Mathematics
The following equations and notation can help in understanding the code, especially for the backward pass.
Forward
Let $\matr{K} \in \mathbb{R}^{(2r + 1) \times (2r + 1)}$ be the Gaussian SSIM kernel with radius $r \in \mathbb{N}$ (normally $r = 5$):
\[K_{ji} \propto \exp \left(-\frac{i^2 + j^2}{2\sigma^2} \right),\]
where $\sigma = 1.5$, we indexed $\matr{K}$ via $-r \leq i, j \leq r$, and the proportionality constant is such that $\sum_{ji} K_{ji} = 1$. For any grayscale image $\matr{I} \in \mathbb{R}^{h \times w}$, the convolution $\matr{M} \coloneqq \matr{M}_{\matr{I}} \coloneqq \matr{I} * \matr{K} \in \mathbb{R}^{h \times w}$ contains local means (locally averaged intensities) from $\matr{I}$, i.e. local first moments. Note that we will use zero-padding to make $\matr{M}$ the same size as $\matr{I}$. Similarly, $\matr{Q} = \matr{I}^2 * \matr{K}$ (where the square is elementwise) contains local second (quadratic) moments. Local variances can then be computed as $\matr{V} = \matr{Q} - \matr{M}^2$, cf. $\Var[X] = \E[X^2] - \E[X]^2$ for a random variable $X$. If we have a second (reference) image $\matr{R} \in \mathbb{R}^{h \times w}$ and $\matr{P} = (\matr{I} \odot \matr{R}) * \matr{K}$ with $\odot$ denoting the Hadamard (i.e. componentwise) product, then $\matr{C} = \matr{P} - \matr{M}_{\matr{I}} \odot \matr{M}_{\matr{R}}$ contains local covariances between the images, cf. $\Cov[X, Y] = \E[XY] - \E[X]\E[Y]$.

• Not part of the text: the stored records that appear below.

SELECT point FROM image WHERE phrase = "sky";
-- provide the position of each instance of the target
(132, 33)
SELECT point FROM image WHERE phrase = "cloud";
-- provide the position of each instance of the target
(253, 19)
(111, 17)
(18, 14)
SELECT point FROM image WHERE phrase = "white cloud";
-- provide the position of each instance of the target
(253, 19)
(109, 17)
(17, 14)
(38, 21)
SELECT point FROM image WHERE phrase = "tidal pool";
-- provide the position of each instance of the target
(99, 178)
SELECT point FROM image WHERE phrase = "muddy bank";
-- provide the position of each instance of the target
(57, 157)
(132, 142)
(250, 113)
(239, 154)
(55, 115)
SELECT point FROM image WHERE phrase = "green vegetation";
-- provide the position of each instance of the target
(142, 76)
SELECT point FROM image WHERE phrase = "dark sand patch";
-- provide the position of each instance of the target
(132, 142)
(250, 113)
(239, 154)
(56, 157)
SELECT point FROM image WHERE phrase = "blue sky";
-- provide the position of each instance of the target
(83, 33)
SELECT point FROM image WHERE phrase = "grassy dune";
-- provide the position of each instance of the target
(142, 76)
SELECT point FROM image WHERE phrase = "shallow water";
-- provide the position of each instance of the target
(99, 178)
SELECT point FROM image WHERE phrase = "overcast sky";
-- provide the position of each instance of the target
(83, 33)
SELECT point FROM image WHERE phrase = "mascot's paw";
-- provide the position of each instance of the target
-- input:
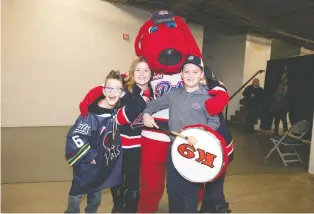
(217, 103)
(91, 96)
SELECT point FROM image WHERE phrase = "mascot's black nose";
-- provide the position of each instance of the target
(169, 57)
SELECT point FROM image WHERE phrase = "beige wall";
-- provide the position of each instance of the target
(34, 154)
(225, 55)
(53, 52)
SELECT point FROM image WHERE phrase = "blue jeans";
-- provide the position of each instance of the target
(182, 194)
(93, 202)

The SSIM map $\matr{S}(\matr{I}, \matr{R}) \in \mathbb{R}^{h \times w}$ between our images is now defined as
\[\matr{S}(\matr{I}, \matr{R}) = \frac{(2 \matr{M}_{\matr{I}} \odot \matr{M}_{\matr{R}} + \alpha)(2\matr{C} + \beta)}{(\matr{M}_{\matr{I}}^2 + \matr{M}_{\matr{R}}^2 + \alpha)(\matr{V}_{\matr{I}} + \matr{V}_{\matr{R}} + \beta)}.\]

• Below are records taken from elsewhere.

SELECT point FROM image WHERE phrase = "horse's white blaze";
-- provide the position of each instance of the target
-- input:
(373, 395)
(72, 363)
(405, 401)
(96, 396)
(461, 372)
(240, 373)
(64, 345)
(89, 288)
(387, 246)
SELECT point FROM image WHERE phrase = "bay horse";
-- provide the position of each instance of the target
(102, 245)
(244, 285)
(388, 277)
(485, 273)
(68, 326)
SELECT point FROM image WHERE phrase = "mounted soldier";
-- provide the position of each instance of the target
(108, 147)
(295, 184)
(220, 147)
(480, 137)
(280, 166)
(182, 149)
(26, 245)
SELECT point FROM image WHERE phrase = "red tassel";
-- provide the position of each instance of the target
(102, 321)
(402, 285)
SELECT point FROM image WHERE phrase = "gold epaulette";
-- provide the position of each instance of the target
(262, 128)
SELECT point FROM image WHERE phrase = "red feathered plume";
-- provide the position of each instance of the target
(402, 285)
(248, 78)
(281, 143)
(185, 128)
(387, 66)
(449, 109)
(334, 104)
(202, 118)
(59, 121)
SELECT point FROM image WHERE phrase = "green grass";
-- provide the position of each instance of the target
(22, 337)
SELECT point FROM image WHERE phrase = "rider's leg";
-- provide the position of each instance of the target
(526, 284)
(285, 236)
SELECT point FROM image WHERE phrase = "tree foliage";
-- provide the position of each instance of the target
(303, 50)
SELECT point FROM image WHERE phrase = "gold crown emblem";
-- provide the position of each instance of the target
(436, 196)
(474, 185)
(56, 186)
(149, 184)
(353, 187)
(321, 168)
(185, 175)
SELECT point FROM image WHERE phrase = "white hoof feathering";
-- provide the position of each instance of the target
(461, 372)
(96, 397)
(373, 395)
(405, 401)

Here all operations are elementwise, and $\alpha$ and $\beta$ are two small constants to avoid numerical instability by division by (near) zero. If the intensities are normalised to lie in $[0, 1]$, we will use $\alpha = 0.01^2$ and $\beta = 0.03^2$, following standard practices. The actual SSIM is then simply the mean of the SSIM map. If our images have multiple color channels, we take the average of the per-channel SSIM values.
In the code
We always work with batches of images with one or more color channels. Because the batch axis is the last one, the separate images are contiguous in memory, so we can simply loop over them. Therefore, we will only consider a single image pair from now on. The channel axis is the first one, so we cannot do the same for the color channels. Instead we will always process all channels of a pixel at the same time. Because the operations are the same for each channel and we simply average in the end, we will again only consider grayscale images.
We will exploit that the kernel $\matr{K}$ is separable, so that we can replace a 2D convolution with $\matr{K}$ by two 1D convolutions, one horizontal and one vertical. This (single) 1D kernel $\vect{k} \in \mathbb{R}^{2r + 1}$ satisfies
\[k_i \propto \exp \left(-\frac{i^2}{2\sigma^2} \right)\]
for $-r \leq i \leq r$. Also note that all kernels are symmetric, so that there is no difference between convolution and cross-correlation:
\[(\matr{I} * \matr{K})_{ji} = \sum_{q, p} I_{j-q, i-p} K_{q, p} = \sum_{q, p} I_{j+q, i+p} K_{-q, -p} = \sum_{q, p} I_{j+q, i+p} K_{q, p} = (\matr{I} \star \matr{K})_{ji}.\]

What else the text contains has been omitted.